Dès lors j'entends l'abbé Laguérie me dire : " - Oates s'est sacrifié au bien commun. Il s'est sacrifié pour un bien qui le dépassait et qui n'était pas commun puisqu'il est mort pour que les autres vivent pour lui le bien commun, c'était le mal personnel." Et j'ajouterais "donc le bien commun, n'est pas commun." Et aussi le "bien commun" de l'abbé Laguérie ressemble au bien commun tel que le conçoivent les communistes une sorte de léviathan qui annihile le bien propre.

Le sacrifice de Oates a été inutile, c'est pourquoi son sacrifice est encore meilleur, sous l'angle de la pureté que s'il avait été utile. Certes, s'il avait su d'avance que son sacrifice était inutile, cela aurait illicite puisqu'il n'y aurait eu aucun mobile valable à la mise en danger de sa vie. Mais le fait de l'inutilité finale rend la bonté du sacrifice plus pure, l'épure de l'utilité et fait ressortir le caractère gratuit et commun du bien.

L'utile est un bien cherché en vue d'un bien conçu comme fin, Oates se sacrifiait pour que ses compagnons vivent. Mais de fait de l'échec, il reste plus que la bonté du geste d'amour fraternel par ailleurs inutile.

Dans ce geste d'amour gratuit, entièrement gratuit et désintéressé, il y a la communion au bien de l'héroïsme. Ce n'est pas contre son bien propre qu'il est devenu un héros, c'est en sacrifiant un bien propre et singulier (sa vie physique) en y préférant un bien qui est le témoignage d'amour fraternel bien plus estimable que son bien propre singulier parce qu'il est transcendant, il ouvre sur quelque chose qui n'est pas de ce monde.

Pour comprendre cela il faut se libérer du libéralisme, du darwinisme et du matérialisme.

En s'appropriant la solidarité, il a accompli sa propre vocation qui est d'être pour et d'être avec. En raffermissant les liens qui l'unissaient à ses amis, il s'est libéré de l 'amour désordonné de lui-même, il en reçoit une "dignité supérieure" (2) qui est son bien propre, mais d'un autre ordre.

C'est en quoi le geste de Oates ordonné à l'amour de ses frères, geste dont il recevait une plus grande dignité était un bien pour lui, il était aussi un bien commun aux autres, mais un bien d'un ordre inférieur (survivre ici-bas). Oates réalise dans son sacrifice que l'homme est un être pour, libre et raisonnable.

(1) Les éléments du récit sont tirés de "Pôle Sud" par Paul-Emile Victor Hachette 1958.
(2) Charles De Koninck "De la primauté du bien commun contre les personnalistes"

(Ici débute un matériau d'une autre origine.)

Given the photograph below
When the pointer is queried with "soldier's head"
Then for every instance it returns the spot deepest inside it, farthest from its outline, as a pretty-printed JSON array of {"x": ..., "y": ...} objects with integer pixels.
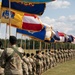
[
  {"x": 32, "y": 54},
  {"x": 0, "y": 44},
  {"x": 21, "y": 51},
  {"x": 12, "y": 40},
  {"x": 43, "y": 53},
  {"x": 28, "y": 55}
]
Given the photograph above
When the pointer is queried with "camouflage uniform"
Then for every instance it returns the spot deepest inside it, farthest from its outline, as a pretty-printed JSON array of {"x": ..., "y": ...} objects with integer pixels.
[
  {"x": 25, "y": 69},
  {"x": 14, "y": 65},
  {"x": 38, "y": 63},
  {"x": 1, "y": 69},
  {"x": 33, "y": 64}
]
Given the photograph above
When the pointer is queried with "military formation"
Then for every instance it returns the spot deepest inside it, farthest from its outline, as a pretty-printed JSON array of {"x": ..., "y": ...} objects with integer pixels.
[{"x": 14, "y": 60}]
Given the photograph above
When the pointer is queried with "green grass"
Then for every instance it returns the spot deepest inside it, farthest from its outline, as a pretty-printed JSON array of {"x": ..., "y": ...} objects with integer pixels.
[{"x": 65, "y": 68}]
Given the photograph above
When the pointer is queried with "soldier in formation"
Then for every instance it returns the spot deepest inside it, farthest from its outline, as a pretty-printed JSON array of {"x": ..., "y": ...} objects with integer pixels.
[{"x": 16, "y": 62}]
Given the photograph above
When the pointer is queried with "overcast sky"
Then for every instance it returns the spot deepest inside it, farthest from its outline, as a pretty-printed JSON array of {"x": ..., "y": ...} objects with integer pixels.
[{"x": 59, "y": 14}]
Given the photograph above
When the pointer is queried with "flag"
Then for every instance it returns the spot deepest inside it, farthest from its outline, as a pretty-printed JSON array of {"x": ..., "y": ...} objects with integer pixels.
[
  {"x": 25, "y": 21},
  {"x": 33, "y": 1},
  {"x": 38, "y": 35},
  {"x": 23, "y": 7},
  {"x": 69, "y": 38},
  {"x": 31, "y": 23},
  {"x": 62, "y": 37},
  {"x": 42, "y": 35},
  {"x": 56, "y": 36}
]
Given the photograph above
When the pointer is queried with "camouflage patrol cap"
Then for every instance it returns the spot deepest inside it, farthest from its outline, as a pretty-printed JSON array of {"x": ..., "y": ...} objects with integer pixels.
[
  {"x": 20, "y": 50},
  {"x": 12, "y": 40}
]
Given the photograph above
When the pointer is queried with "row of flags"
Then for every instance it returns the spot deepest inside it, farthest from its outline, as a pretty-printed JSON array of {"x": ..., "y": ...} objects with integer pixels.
[
  {"x": 24, "y": 18},
  {"x": 32, "y": 1}
]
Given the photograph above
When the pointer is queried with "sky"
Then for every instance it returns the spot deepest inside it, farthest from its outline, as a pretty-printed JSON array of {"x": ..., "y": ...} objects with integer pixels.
[{"x": 59, "y": 14}]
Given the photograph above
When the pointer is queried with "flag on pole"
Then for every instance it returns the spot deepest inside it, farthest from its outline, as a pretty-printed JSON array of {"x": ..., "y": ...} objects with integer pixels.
[
  {"x": 62, "y": 37},
  {"x": 33, "y": 1},
  {"x": 23, "y": 7},
  {"x": 41, "y": 35},
  {"x": 25, "y": 21},
  {"x": 69, "y": 38},
  {"x": 38, "y": 35}
]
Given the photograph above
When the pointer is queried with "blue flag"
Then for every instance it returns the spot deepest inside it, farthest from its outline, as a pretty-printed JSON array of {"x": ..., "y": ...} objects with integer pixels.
[
  {"x": 38, "y": 35},
  {"x": 25, "y": 7}
]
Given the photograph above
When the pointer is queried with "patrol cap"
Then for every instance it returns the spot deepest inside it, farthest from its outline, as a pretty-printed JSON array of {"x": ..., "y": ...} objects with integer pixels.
[
  {"x": 12, "y": 39},
  {"x": 32, "y": 54},
  {"x": 20, "y": 50}
]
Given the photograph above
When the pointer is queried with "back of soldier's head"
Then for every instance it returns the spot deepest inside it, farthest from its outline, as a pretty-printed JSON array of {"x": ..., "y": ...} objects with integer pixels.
[
  {"x": 46, "y": 51},
  {"x": 42, "y": 52},
  {"x": 28, "y": 55},
  {"x": 0, "y": 44},
  {"x": 12, "y": 40},
  {"x": 37, "y": 52},
  {"x": 32, "y": 54}
]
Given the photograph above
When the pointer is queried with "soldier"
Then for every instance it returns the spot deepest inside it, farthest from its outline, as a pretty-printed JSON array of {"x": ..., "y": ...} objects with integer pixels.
[
  {"x": 38, "y": 63},
  {"x": 10, "y": 59},
  {"x": 44, "y": 61},
  {"x": 26, "y": 61},
  {"x": 1, "y": 51},
  {"x": 33, "y": 64},
  {"x": 29, "y": 63},
  {"x": 24, "y": 65}
]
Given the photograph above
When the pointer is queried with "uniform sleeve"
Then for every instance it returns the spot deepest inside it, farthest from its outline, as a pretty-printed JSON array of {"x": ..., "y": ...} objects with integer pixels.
[{"x": 3, "y": 59}]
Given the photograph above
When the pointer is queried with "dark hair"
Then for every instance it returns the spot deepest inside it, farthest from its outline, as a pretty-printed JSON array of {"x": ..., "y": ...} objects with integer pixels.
[{"x": 12, "y": 40}]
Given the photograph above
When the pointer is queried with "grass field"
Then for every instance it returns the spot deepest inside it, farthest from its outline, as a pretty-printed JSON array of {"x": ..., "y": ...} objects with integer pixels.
[{"x": 65, "y": 68}]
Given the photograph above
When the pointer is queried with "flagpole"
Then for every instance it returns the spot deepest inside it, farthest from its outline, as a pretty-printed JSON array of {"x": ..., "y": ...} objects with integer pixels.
[
  {"x": 9, "y": 18},
  {"x": 21, "y": 41},
  {"x": 6, "y": 36},
  {"x": 33, "y": 44},
  {"x": 0, "y": 17},
  {"x": 25, "y": 44},
  {"x": 40, "y": 45}
]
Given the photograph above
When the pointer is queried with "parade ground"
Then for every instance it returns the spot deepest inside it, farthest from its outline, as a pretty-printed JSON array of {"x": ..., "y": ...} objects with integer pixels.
[{"x": 65, "y": 68}]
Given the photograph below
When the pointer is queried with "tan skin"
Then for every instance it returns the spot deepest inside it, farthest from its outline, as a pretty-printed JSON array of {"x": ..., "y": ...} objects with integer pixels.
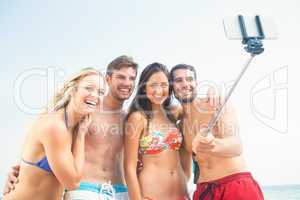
[
  {"x": 63, "y": 147},
  {"x": 164, "y": 167},
  {"x": 104, "y": 143},
  {"x": 219, "y": 154}
]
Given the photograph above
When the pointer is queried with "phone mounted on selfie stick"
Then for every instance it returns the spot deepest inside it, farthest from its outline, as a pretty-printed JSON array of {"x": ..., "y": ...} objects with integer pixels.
[{"x": 252, "y": 45}]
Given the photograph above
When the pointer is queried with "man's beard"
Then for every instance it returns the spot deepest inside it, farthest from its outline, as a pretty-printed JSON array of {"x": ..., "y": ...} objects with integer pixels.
[
  {"x": 187, "y": 100},
  {"x": 120, "y": 98}
]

Mise à jour du 28 mars 2013 : relisant ce post, je veux ajouter que De Koninck se trompait lorsqu'il critiquait les personnalistes. La personne a une destinée transcendante. Elle a en conséquence des droits qui lui sont attribuées par la nature du fait de sa destinée. Ces droits font partie du bien commun. Il ne faut donc pas lire Charles De Koninck sans garder à l'esprit cette erreur de notre auteur. De Koninck a cependant le mérite de souligner que notre bien, est commun à tous.  C'est l'immense mérite de ce texte. Mais le bien commun l'est comme les droits de l'homme, bien commun de l'humanité. D'autre part, le bien commun a un aspect historique et dynamique que De Koninck semble ignorer (le bien commun est toujours à instaurer, toujours à restaurer ici et maintenant, il ne faut pas l'imaginer comme statique, gelé, à la façon des écrivains socialistes ou utopistes).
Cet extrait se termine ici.